Canty J M, Fallavollita J A
Department of Veterans Affairs Western New York Health Care System and the Department of Medicine, University at Buffalo, School of Medicine and Biomedical Sciences, NY 14214, USA.
J Nucl Cardiol. 2000 Sep-Oct;7(5):509-27. doi: 10.1067/mnc.2000.109683.
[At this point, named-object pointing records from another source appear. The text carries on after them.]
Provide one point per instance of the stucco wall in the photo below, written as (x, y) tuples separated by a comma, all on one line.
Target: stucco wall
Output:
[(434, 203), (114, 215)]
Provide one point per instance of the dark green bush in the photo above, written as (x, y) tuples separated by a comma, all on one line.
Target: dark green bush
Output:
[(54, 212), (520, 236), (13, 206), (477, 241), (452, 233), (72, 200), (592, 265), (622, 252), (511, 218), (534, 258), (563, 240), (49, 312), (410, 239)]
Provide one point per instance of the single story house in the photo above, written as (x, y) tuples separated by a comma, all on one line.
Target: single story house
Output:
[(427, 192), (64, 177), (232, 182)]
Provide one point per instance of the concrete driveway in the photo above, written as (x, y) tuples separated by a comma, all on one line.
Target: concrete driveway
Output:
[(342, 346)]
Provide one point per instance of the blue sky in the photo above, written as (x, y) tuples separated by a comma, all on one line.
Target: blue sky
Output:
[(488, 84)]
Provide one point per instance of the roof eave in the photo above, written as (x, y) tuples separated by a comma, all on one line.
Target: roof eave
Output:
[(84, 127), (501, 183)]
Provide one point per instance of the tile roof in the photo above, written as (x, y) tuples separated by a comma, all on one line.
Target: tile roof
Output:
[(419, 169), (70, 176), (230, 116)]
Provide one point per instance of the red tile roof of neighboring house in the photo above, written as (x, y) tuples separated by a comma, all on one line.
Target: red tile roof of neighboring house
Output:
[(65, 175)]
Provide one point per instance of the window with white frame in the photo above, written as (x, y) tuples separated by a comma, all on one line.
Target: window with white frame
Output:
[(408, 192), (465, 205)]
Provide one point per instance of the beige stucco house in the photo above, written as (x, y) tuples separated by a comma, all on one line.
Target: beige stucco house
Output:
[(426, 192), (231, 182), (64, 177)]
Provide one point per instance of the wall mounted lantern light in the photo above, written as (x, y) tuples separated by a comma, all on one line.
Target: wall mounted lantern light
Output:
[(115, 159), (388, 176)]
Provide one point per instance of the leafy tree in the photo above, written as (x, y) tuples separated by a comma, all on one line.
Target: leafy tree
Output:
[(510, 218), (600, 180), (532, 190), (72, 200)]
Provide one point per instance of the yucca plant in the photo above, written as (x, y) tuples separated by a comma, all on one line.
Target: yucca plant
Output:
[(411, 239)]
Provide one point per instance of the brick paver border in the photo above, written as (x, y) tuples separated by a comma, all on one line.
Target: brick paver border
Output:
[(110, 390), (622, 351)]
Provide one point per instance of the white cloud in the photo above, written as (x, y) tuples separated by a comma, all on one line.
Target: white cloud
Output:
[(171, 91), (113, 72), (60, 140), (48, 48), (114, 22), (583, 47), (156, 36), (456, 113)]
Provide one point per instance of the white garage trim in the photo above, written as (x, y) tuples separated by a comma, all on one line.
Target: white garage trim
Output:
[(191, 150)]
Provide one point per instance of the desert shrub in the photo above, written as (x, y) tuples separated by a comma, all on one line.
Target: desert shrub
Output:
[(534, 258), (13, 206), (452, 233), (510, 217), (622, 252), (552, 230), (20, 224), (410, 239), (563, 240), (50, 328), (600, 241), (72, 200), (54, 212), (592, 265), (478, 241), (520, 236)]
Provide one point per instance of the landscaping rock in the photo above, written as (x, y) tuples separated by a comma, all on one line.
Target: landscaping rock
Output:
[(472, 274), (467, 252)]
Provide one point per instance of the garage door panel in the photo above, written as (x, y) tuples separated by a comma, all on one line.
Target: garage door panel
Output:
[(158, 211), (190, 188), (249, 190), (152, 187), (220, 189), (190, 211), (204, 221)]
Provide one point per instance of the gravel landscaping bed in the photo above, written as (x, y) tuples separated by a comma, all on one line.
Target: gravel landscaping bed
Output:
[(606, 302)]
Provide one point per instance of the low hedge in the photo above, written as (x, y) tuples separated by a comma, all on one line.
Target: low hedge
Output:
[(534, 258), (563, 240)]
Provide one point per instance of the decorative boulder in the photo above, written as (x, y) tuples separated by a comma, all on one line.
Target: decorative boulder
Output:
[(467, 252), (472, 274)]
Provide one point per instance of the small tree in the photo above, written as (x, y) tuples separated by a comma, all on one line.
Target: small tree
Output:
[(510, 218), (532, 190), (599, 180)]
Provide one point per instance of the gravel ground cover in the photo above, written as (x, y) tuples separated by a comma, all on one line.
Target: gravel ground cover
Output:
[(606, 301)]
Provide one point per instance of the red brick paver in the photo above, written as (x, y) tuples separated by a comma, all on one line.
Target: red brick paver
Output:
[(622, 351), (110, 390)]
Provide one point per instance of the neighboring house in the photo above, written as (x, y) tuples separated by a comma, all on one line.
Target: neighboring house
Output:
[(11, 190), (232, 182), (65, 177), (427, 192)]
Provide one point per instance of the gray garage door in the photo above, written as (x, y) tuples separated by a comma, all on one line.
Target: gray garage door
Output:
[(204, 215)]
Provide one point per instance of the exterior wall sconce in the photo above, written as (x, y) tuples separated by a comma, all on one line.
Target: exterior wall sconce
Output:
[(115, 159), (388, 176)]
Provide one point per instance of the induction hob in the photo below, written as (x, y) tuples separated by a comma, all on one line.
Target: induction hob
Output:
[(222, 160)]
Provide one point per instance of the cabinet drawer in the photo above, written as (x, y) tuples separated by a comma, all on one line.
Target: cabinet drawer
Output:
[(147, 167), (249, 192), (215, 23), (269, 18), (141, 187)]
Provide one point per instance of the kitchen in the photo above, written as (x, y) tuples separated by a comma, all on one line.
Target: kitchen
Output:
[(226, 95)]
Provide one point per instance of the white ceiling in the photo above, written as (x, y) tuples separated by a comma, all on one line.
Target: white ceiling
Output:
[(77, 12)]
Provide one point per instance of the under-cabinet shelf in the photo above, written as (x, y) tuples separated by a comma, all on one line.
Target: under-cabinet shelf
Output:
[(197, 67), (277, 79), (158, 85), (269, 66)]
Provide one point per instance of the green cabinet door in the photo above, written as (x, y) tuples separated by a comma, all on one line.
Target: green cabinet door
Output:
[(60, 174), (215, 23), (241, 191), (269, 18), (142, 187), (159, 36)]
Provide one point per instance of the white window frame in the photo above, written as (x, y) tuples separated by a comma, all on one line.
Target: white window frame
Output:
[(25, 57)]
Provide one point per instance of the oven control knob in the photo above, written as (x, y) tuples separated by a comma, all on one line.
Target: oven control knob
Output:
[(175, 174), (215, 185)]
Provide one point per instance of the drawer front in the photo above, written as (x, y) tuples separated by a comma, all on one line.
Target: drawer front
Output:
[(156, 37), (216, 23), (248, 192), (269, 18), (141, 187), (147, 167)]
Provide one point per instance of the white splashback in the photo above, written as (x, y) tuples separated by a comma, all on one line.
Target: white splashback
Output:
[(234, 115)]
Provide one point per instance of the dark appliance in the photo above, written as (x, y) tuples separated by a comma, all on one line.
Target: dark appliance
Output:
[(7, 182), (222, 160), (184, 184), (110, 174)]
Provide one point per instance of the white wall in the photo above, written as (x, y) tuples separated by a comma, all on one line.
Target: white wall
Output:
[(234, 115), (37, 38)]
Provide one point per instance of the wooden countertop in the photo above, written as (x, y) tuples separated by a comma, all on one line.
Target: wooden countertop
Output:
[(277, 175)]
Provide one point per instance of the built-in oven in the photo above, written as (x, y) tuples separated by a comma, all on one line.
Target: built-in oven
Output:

Identification of myocardial viability is of increasing clinical importance in managing patients with coronary artery disease and advanced left ventricular dysfunction. Although viable chronically dysfunctional myocardium is always the result of repetitive episodes of reversible ischemia, there may be multiple mechanisms responsible for the contractile dysfunction. Many patients have contractile dysfunction with normal resting perfusion, as determined by imaging, that is related to chronic myocardial stunning. Viability studies are generally unnecessary because normal resting perfusion would preclude significant fibrosis. The clinical problem arises in evaluating patients with depressed resting flow that can be due to hibernating myocardium or nontransmural infarction. In this circumstance viability studies are required to assess the likelihood of functional recovery after revascularization. Although hibernating myocardium was originally posited to develop in response to prolonged episodes of myocardial ischemia (experimentally termed "short-term hibernation"), subsequent studies have shown that this tenuous balance can only be maintained for a period of several hours before resulting in some degree of subendocardial infarction. More recent experimental studies have demonstrated that there is a progression from chronic stunning with normal flow to hibernating myocardium with reduced resting flow. This presumably arises from repetitive episodes of spontaneous ischemia that increase in frequency as the physiologic significance of a coronary stenosis progresses. Thus in this new paradigm reduced flow is a result, rather than the cause, of the contractile dysfunction. This review summarizes basic and clinical pathophysiologic studies supporting the claim that chronic stunning and hibernation are distinct entities that may represent opposite ends of a continuum of mechanisms in viable chronically dysfunctional myocardium.
在冠心病和晚期左心室功能障碍患者的管理中,确定心肌存活性具有越来越重要的临床意义。虽然存活的慢性功能障碍心肌总是可逆性缺血反复发作的结果,但可能有多种机制导致收缩功能障碍。许多患者经影像学检查显示静息灌注正常,但存在收缩功能障碍,这与慢性心肌顿抑有关。由于正常的静息灌注可排除显著纤维化,一般无需进行心肌存活性研究。评估静息血流降低的患者时会出现临床问题,这种情况可能是由于心肌冬眠或非透壁性梗死所致。在这种情况下,需要进行心肌存活性研究以评估血运重建后功能恢复的可能性。虽然最初认为心肌冬眠是对长时间心肌缺血发作(实验中称为“短期冬眠”)的反应,但随后的研究表明,这种脆弱的平衡只能维持几个小时,之后就会导致某种程度的心内膜下梗死。最近的实验研究表明,存在从血流正常的慢性顿抑到静息血流降低的心肌冬眠的进展过程。这可能是由于自发性缺血反复发作,随着冠状动脉狭窄生理意义的进展,发作频率增加。因此,在这种新的模式中,血流降低是收缩功能障碍的结果而非原因。本综述总结了基础和临床病理生理学研究,支持慢性顿抑和冬眠是不同实体的观点,它们可能代表存活的慢性功能障碍心肌连续机制的两端。